Exiting the Leopard Trail brought me to the East Lodge where one could take a much needed break from walking. Here, you can find bathrooms and a restaurant.

After the East Lodge, I came to a bigger display area called East Loop where more nocturnal animals can be viewed. There are giraffes, scimitar-horned Oryx, zebras, sloth bear, bat-eared foxes, servals, spotted hyenas (which seemed to be belligerent and ready to jump at me!), red lechwe, cape buffalos, hippos, bongo (a peculiar zebra-like creature with buffalo horns), babirusa (a cross-breed between a pig and a deer) and bearded pigs.

The East Loop trail ends and the Forest Giants trail started for me. It actually offers no animal display. A selection of large wood trees are grown here where you gaze about, although at night, the view was rather limited and could not be thoroughly enjoyed. Nonetheless, the feature attraction in this trail is a suspension bridge which ironically named The Bridge of Suspense. While there was no real suspense in offering, you could still play with your imagination as if there are dinosaurs waiting down below the bridge to feast on unwary passers.
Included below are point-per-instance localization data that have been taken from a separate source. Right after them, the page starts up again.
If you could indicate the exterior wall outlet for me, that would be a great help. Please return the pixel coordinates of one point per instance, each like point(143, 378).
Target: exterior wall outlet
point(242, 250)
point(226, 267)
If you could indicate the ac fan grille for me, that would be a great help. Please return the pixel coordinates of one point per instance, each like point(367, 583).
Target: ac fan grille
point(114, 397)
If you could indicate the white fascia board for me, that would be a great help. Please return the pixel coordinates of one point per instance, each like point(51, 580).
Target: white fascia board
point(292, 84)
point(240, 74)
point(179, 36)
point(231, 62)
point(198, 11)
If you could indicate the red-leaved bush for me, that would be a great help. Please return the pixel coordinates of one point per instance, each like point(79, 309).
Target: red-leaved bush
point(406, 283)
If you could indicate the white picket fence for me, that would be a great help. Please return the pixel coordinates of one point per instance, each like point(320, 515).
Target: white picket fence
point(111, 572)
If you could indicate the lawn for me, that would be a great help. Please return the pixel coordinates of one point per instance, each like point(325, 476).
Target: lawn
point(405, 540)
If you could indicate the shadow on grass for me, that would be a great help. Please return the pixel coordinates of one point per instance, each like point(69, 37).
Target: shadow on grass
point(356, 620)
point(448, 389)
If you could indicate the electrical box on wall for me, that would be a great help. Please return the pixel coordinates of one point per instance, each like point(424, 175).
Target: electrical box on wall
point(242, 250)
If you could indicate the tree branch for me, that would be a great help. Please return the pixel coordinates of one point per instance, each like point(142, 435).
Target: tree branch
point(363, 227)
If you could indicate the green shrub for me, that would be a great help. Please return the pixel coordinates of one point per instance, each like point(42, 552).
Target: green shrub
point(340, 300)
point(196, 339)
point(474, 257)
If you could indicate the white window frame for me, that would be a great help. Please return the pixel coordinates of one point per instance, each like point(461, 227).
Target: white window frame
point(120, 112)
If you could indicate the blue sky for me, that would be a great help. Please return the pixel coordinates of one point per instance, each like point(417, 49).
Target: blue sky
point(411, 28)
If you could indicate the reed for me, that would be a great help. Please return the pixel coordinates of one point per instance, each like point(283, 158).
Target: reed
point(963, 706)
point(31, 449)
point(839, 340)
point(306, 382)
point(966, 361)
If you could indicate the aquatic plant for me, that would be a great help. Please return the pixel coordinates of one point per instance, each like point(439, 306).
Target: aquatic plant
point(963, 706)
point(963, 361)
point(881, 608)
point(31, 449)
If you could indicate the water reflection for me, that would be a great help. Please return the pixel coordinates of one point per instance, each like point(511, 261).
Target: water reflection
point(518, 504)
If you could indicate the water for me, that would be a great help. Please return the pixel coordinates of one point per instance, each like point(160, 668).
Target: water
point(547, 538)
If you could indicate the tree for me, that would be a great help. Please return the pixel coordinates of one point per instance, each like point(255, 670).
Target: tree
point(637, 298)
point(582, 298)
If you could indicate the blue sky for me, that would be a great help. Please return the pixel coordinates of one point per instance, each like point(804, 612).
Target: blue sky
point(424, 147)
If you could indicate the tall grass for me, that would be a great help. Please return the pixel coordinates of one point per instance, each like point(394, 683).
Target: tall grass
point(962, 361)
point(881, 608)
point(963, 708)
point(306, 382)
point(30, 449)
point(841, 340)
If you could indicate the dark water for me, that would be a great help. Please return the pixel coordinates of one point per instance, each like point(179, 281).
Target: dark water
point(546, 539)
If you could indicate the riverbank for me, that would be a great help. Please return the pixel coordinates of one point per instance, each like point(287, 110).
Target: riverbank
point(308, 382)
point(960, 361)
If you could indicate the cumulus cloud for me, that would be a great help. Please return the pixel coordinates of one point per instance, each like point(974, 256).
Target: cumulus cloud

The bridge crossing marked the end of my walking tour. The trail would lead you back to the front entrance and reception area of Night Safari.

MY VERDICT:
Too great expectation, a wee bit disappointing. Also not a great place for photography unless you own a super DSLR camera. But don't let that stop you because I still have to say that Night Safari is a must visit when in Singapore!